Beni asıl mutlu eden ise müthiş bayram hareketliliğiydi. Dile kolay, tam 30 milyon insanımız bayram münasebetiyle yer değiştirdi. Özellikle kıyı kasabalarında büyük bir turizm hareketliliği yaşandı, esnafın yüzü güldü. Hatta Çeşme'nin belediye başkanı "Yeter artık gelmeyin, ağzımıza kadar dolduk" deyip imdat çığlığı bile attı. Bu durum en çok ekonomik dalgalanmaları fırsat bilip 'Battık, bittik, ölüyoruz' diye nara atanlara kapak olmuştur diye düşünüyorum. Dibe vuran bir ekonomide bu denli büyük bir tatil dinamizmi olabilir mi? Demek ki ne yapıp edip kendi yağımızda kavrulmayı öğrenmişiz bir şekilde. Yoksa herkes evinde otururdu, değil mi...
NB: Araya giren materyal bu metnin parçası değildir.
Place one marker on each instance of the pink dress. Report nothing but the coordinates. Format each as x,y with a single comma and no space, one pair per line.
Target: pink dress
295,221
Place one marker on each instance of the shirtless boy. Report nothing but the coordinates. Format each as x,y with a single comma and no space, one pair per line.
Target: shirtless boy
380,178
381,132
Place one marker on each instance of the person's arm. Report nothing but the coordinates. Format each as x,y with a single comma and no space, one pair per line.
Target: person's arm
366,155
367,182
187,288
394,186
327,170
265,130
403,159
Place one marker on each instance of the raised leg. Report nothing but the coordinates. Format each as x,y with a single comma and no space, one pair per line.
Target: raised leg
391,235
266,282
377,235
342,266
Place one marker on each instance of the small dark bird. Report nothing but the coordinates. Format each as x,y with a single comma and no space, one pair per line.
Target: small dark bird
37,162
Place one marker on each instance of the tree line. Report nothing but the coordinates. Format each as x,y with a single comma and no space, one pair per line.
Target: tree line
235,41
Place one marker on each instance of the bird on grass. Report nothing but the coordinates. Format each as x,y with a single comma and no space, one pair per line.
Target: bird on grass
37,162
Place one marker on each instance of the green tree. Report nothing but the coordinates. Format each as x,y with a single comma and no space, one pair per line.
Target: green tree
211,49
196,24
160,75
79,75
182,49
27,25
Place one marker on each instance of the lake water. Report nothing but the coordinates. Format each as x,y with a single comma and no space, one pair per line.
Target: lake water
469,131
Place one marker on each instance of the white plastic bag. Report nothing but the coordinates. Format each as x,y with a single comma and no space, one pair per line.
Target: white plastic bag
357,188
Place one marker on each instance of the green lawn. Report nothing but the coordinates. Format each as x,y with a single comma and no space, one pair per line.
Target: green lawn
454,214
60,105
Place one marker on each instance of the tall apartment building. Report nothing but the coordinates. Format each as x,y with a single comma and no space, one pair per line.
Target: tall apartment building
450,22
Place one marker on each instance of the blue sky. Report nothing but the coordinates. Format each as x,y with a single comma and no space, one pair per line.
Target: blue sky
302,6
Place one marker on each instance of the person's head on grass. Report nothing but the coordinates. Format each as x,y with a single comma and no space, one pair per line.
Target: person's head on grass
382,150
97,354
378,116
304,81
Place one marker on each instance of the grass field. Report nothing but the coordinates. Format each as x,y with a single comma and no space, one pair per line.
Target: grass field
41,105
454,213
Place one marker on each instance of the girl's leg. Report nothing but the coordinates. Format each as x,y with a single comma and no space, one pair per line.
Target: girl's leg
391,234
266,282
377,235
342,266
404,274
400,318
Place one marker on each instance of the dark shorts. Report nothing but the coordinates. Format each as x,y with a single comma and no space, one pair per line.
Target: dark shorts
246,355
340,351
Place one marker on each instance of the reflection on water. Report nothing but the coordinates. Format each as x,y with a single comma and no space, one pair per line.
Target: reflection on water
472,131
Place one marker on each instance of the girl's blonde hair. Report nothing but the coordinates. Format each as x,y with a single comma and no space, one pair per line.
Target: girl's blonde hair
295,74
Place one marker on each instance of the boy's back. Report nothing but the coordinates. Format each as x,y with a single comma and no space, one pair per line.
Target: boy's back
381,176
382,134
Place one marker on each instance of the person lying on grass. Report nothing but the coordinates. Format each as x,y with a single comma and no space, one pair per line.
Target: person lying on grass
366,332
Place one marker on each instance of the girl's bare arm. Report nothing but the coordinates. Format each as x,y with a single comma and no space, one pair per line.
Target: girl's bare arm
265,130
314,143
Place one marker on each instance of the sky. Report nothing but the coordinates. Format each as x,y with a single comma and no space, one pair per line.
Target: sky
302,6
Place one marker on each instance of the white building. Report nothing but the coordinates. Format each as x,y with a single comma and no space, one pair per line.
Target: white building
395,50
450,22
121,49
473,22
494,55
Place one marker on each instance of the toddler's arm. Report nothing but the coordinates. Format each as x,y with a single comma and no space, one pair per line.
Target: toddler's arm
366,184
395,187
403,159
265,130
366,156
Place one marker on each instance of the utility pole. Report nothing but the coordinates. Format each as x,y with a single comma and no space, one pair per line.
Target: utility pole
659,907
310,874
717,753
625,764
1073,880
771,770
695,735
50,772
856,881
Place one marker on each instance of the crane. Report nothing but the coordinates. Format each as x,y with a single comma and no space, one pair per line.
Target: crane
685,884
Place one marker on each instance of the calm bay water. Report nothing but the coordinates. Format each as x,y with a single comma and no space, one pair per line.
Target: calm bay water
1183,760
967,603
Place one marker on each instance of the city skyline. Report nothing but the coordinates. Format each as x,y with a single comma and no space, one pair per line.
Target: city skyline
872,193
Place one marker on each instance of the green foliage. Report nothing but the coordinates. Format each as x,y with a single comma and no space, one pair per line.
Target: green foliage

Bir de iki bayram hayırseveri vardı ki, bana 'İnsanlık ölmemiş işte' dedirtti. İlki, Yalova'da ortaya çıktı. Daha doğrusu kendisi saklandı da, iyiliği ortaya çıktı. Arife günü, topladığı ikinci el giysileri bir güzel yıkayıp ütüledikten sonra bir okulun bahçe duvarına astı. Üzerine de 'İhtiyacı olan alsın' yazılı notlar bıraktı. Öyle ya, bayram kıyafeti ille de yeni olmak zorunda değildir. Ama mutlaka temiz ve ütülü olmalı. Kim bilir bu hayır, sırf bayramda giyecek kıyafeti olmadığı için eve hapsolacağını düşünen kaç garibanın yüzünü güldürmüştür.
İkinci hayırseverin adresi ise Bodrum'du. Adını saklayan ünlü bir işadamı, kocaman yatıyla Bodrum koylarından birine demirledi. Sonra halk plajının ortasında lahmacun, mısır ve dondurma arabaları belirdi. Yiyecekler bütün halka ücretsiz dağıtıldı. Bin lahmacun, 15 dakikada tüketildi.
İşadamı, hem hayır işleyip dua aldı, hem de Bodrum beach'lerinde iki lahmacun ile bir ayrana 450 lira fiyat biçenlere adeta insanlık dersi verdi.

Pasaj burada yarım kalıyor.